Wenn hochenergetische Protonen auf ungeladene Teilchen aus der Atmosphäre des Mondes oder einer Wasserfontäne treffen, nehmen sie Elektronen von diesen auf und werden dabei selbst zu ungeladenen Teilchen. „Dadurch sind sie nicht länger im Magnetfeld des Jupiters gefangen und können das System mit hoher Geschwindigkeit verlassen“, erklärt Erstautor Huybrighs von der ESA.

Für künftige Jupitermissionen böten Europas Wasserfontänen die Möglichkeit, in direkten Kontakt mit dem unterirdischen Wasserreservoir des Mondes zu treten und dieses zu charakterisieren. Im Jahr 2022 soll die ESA-Mission JUICE (Jupiter Icy Moon Explorer) auf die Reise zum Jupitersystem gehen.
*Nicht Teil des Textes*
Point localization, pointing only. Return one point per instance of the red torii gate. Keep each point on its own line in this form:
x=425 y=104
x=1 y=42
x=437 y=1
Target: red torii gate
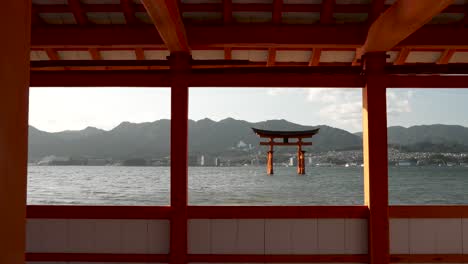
x=286 y=135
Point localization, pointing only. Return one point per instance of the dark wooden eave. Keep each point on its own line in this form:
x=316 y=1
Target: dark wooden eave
x=285 y=134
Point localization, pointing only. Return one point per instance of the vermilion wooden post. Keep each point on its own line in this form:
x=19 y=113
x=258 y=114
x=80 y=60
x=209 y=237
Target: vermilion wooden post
x=180 y=66
x=15 y=24
x=375 y=156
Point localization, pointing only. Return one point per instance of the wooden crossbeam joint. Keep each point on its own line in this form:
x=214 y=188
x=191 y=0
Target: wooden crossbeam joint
x=326 y=13
x=315 y=57
x=78 y=12
x=166 y=17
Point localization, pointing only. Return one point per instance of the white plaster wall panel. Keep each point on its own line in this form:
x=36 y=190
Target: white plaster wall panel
x=223 y=236
x=118 y=55
x=278 y=236
x=108 y=236
x=135 y=236
x=251 y=55
x=302 y=1
x=331 y=236
x=252 y=1
x=465 y=235
x=459 y=57
x=337 y=56
x=356 y=236
x=38 y=55
x=392 y=55
x=199 y=235
x=300 y=17
x=422 y=239
x=251 y=17
x=293 y=55
x=399 y=236
x=423 y=56
x=208 y=54
x=449 y=236
x=202 y=1
x=50 y=2
x=159 y=236
x=81 y=235
x=33 y=235
x=436 y=236
x=47 y=235
x=99 y=18
x=143 y=17
x=251 y=236
x=74 y=55
x=347 y=2
x=91 y=2
x=156 y=54
x=304 y=236
x=202 y=17
x=58 y=18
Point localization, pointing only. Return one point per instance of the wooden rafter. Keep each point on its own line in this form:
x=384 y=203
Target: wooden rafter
x=326 y=13
x=446 y=56
x=166 y=17
x=244 y=36
x=228 y=53
x=52 y=54
x=238 y=7
x=227 y=11
x=95 y=54
x=357 y=59
x=271 y=57
x=399 y=21
x=78 y=12
x=376 y=8
x=277 y=11
x=129 y=11
x=401 y=59
x=140 y=54
x=315 y=57
x=35 y=18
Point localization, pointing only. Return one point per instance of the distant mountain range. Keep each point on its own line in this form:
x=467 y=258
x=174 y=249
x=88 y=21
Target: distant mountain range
x=152 y=139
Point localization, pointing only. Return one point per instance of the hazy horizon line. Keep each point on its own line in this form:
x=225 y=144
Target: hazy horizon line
x=217 y=121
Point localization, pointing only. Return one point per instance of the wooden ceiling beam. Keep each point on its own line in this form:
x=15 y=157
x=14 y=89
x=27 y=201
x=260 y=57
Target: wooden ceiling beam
x=95 y=54
x=167 y=20
x=129 y=11
x=227 y=11
x=271 y=57
x=401 y=59
x=315 y=57
x=326 y=13
x=357 y=60
x=52 y=54
x=239 y=36
x=277 y=11
x=446 y=56
x=228 y=53
x=140 y=54
x=376 y=8
x=215 y=7
x=78 y=12
x=399 y=21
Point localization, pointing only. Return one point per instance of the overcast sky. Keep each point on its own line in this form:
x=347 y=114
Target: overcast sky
x=55 y=109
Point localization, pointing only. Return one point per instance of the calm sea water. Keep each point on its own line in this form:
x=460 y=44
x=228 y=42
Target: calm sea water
x=240 y=186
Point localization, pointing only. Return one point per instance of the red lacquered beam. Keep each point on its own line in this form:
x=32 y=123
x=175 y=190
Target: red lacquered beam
x=98 y=212
x=96 y=257
x=252 y=212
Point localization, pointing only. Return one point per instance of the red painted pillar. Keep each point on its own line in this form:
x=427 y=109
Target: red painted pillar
x=375 y=157
x=15 y=31
x=180 y=67
x=270 y=162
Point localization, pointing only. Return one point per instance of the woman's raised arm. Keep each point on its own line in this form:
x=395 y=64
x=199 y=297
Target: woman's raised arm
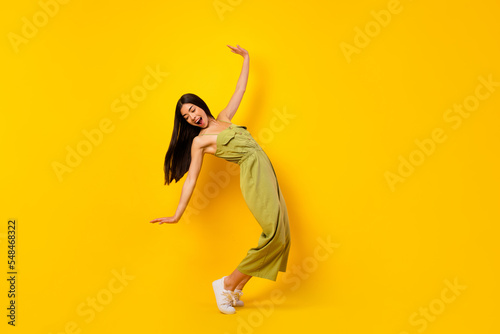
x=189 y=184
x=228 y=112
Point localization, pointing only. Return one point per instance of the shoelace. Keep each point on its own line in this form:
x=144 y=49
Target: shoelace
x=230 y=298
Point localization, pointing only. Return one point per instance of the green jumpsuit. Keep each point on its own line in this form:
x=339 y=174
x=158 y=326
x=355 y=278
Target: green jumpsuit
x=263 y=196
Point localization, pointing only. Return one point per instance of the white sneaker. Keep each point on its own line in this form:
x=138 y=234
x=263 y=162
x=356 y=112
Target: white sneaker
x=224 y=298
x=237 y=295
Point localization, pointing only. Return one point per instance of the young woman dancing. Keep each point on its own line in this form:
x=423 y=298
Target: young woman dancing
x=197 y=132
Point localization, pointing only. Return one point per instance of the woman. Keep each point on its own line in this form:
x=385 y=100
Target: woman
x=197 y=132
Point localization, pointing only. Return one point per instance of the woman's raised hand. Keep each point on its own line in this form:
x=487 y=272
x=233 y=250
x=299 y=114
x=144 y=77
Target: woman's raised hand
x=239 y=50
x=170 y=220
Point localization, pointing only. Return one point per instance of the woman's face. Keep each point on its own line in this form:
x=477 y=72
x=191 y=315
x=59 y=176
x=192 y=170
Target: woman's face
x=194 y=115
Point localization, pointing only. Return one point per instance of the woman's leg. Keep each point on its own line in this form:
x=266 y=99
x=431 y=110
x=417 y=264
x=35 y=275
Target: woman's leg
x=241 y=285
x=236 y=280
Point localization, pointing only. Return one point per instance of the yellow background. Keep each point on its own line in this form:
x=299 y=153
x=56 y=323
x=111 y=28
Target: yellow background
x=395 y=250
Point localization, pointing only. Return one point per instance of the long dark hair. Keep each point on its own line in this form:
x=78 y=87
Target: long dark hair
x=178 y=157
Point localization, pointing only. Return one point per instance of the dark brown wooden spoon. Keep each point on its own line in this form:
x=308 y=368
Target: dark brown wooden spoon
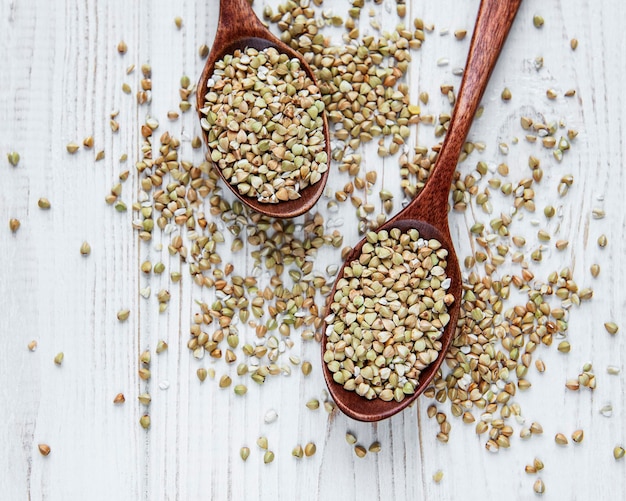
x=428 y=213
x=239 y=27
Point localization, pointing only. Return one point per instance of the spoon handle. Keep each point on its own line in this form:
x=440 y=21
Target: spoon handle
x=238 y=20
x=493 y=21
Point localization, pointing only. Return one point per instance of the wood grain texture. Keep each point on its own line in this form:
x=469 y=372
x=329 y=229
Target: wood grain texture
x=60 y=81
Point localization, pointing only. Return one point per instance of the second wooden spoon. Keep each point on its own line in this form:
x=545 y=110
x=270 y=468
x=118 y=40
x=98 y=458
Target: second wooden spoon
x=238 y=28
x=428 y=213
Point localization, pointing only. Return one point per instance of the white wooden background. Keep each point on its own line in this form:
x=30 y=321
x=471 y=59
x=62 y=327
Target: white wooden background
x=61 y=77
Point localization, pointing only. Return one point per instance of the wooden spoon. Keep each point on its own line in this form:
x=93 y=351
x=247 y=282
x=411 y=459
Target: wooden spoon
x=238 y=27
x=428 y=213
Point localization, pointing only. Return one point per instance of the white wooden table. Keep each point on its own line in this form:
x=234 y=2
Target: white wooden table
x=61 y=78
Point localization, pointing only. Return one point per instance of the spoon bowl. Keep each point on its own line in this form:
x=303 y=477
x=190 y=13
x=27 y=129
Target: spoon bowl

Das Göttinger Max-Planck-Institut stellt das Instrument SWI (Submillimeter Wave Instrument) sowie das Jupiter Elektronen- und Ionen-Spektrometer (JEI) – einer von insgesamt sechs Sensoren von PEP (Particle Environment Package) – zur Verfügung. Weiterhin bereitet die NASA die Mission Europa-Clipper vor, die 2023 zum Jupiter starten soll. Auch an dieser Mission sind die Göttinger Wissenschaftler beteiligt.